ずいぶん以前の話ですが、キレやすい17歳とやらが社会的な問題となっていたとき(しかしぼくは、それは社会的な虚構に過ぎないとも思っていましたが)、井上ひさしが新聞に書いていたことが印象に残っています。正確には覚えていないのですが、若者たちがキレるのは、自分の感情を「キレる」としてしか表現できないからだ、というものでした。これは卓見だとぼくは思います。キレる17歳が事実かどうかはさておき、人間が自分の感情を自ら分析できないことの危険性は、間違いなくあります。何だか分らない怒り、何だか分らない不安、何だか分らない悲しみ。そういったものも、自己を冷静に客観視し、言葉で切り刻んでいけば、案外、その正体はごくありふれた、つまらない、ささやかなものであることが多いでしょう。そうして、そのように暴かれてしまった何かは、解決はできないにしても、少なくとも他者と共有でき、共感されるものになるかもしれません。

これは、とてもとても大事なことです。言葉の変化を嘆くひとがいますが、恐らく、それ自体は別段問題ではない。若者言葉というのが低俗化する一方だというのは、いずれにせよ、いつの時代にも語られてきたことでしょう。もし問題があるとすれば、若者であれ老人であれ、自分の中に渦巻く光の届かない粘つくうねりを、鋭く切り取り解剖するだけの精緻な刃を持った言葉を持っているかどうか、そこにこそあるはずです。

そして同時に、それでもなお、ぼくらは言葉だけでは自分のなかにあるすべての衝動、名づけようのない混沌、すなわちナニモノカを征服することはできません。そもそもそれは、「征服できないもの」としてのみ定義される定義不可能なものなのです。それはつねに、ぼくらの身体として、ぼくらの魂として、そしてぼくらの素振、誰かに向ける視線、息遣いのなかに在り続けます。

だからこそ、演劇や音楽、あらゆる芸術、人間との関係性、あらゆるものとの唯一、一回限りの無限の関係性をぼくらは求めます。

けれどもそれが社会のなかに現われた瞬間、それは他者と共有可能な、言葉として表現される(自然言語かどうかはともかくとして)商品に置き換わっていってしまいます。

ぼくらは、ぼくらの中心に在り続けるナニモノカを閉じ込めます。閉じ込められないにも関わらず閉じ込め、閉じ込めることによって初めてひととして定義されるぼくらは、従ってつねにその存在それ自体が矛盾に曝され続けています。

***

弾けもしないコントラバスの、調弦もしていない弦を、いつまでもはじき続けること。何を描くべきかも分らないまま真っ白なカンヴァスに叩きつける最初の一筆。

それは、酔って大声を張り上げるのでもなく、カラオケで濁った声を轟かせストレスやらとを発散させることでもなく、仲間内でけたたましく莫迦笑いを響かせることでもありません。

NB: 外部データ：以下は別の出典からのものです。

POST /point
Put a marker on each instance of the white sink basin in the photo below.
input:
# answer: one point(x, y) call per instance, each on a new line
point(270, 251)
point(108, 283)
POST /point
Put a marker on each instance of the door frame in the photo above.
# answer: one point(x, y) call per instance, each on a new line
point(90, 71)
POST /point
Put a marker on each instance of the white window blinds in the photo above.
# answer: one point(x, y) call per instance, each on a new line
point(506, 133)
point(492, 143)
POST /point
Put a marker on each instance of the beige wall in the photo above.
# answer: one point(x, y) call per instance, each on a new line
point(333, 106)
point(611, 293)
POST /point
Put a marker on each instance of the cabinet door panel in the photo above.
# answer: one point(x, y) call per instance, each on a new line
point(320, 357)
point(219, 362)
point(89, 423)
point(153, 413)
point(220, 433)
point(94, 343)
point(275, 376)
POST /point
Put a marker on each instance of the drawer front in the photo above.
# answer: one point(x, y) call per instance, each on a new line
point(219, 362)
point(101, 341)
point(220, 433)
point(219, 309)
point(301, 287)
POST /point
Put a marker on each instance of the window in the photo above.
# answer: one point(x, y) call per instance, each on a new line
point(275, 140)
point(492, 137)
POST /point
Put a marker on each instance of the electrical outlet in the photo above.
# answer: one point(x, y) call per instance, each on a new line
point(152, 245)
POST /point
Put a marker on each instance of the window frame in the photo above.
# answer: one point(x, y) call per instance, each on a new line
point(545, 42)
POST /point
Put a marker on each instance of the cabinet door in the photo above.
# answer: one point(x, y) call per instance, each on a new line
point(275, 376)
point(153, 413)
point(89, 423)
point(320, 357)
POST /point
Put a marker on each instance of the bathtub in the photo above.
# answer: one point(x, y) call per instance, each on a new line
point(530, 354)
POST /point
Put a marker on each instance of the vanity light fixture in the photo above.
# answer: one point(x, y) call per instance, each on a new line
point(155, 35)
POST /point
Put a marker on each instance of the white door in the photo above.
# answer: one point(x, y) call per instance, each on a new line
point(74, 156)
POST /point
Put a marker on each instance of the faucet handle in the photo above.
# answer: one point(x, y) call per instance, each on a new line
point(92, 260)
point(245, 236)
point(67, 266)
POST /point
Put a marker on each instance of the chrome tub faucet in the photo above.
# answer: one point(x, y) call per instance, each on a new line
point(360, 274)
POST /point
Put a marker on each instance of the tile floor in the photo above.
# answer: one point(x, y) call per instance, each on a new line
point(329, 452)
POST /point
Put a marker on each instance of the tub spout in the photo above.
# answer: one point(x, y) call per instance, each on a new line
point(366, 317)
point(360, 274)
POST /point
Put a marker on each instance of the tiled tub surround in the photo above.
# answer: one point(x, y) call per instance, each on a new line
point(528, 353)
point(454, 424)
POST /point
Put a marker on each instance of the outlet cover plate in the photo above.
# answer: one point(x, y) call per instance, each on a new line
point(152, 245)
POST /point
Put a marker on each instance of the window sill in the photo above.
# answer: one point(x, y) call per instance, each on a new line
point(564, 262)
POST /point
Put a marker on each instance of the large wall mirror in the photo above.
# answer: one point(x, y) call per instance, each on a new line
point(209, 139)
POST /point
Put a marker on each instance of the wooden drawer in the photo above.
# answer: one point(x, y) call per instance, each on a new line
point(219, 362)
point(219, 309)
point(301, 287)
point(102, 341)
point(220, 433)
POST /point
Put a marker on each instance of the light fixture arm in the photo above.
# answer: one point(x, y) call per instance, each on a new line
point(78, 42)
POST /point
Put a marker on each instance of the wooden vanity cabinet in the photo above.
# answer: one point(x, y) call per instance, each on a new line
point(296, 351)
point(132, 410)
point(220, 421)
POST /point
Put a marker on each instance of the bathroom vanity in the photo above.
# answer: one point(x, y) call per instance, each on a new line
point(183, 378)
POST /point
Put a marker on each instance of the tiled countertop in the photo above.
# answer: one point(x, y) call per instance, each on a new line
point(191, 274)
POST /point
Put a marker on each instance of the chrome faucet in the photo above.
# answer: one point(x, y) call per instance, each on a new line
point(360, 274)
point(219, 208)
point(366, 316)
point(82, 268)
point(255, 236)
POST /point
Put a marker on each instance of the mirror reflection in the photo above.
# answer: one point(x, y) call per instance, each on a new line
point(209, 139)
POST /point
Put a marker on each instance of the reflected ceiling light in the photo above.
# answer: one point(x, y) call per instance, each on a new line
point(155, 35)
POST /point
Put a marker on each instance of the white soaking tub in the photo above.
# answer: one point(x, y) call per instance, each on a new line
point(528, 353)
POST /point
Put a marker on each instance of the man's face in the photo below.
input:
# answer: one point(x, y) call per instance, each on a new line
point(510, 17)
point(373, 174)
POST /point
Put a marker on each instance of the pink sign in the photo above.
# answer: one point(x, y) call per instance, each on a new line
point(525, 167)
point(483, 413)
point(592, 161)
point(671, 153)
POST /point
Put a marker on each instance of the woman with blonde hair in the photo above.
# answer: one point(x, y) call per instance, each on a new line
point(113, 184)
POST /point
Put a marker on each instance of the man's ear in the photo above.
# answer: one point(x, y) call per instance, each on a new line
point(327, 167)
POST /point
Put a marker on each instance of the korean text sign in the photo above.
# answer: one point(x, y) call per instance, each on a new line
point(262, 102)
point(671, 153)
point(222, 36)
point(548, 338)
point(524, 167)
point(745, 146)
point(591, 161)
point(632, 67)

ぼくは昔、仲間たちと一緒にけれど独りで、独りでけれど仲間たちと一緒に、発声練習のふりをして部活棟のベランダから薄暗い木立に向かって叫んでいました。

最後に本気で叫んだのがいつだったのか、もう、思い出すこともできません。

原初の混沌として在り続ける、極身近な、けれどまったくありきたりではない何かに触れるたびに爆発的な官能と喜びに震えるそのナニモノカを解き放 つ。ジェリコの城壁を打ち崩した角笛のように叫び声が魂の鎧を壊し、眩い光が差し込んでくる。

叫ぶこと。そして叫ぶこと。そしてなお、叫ぶこと。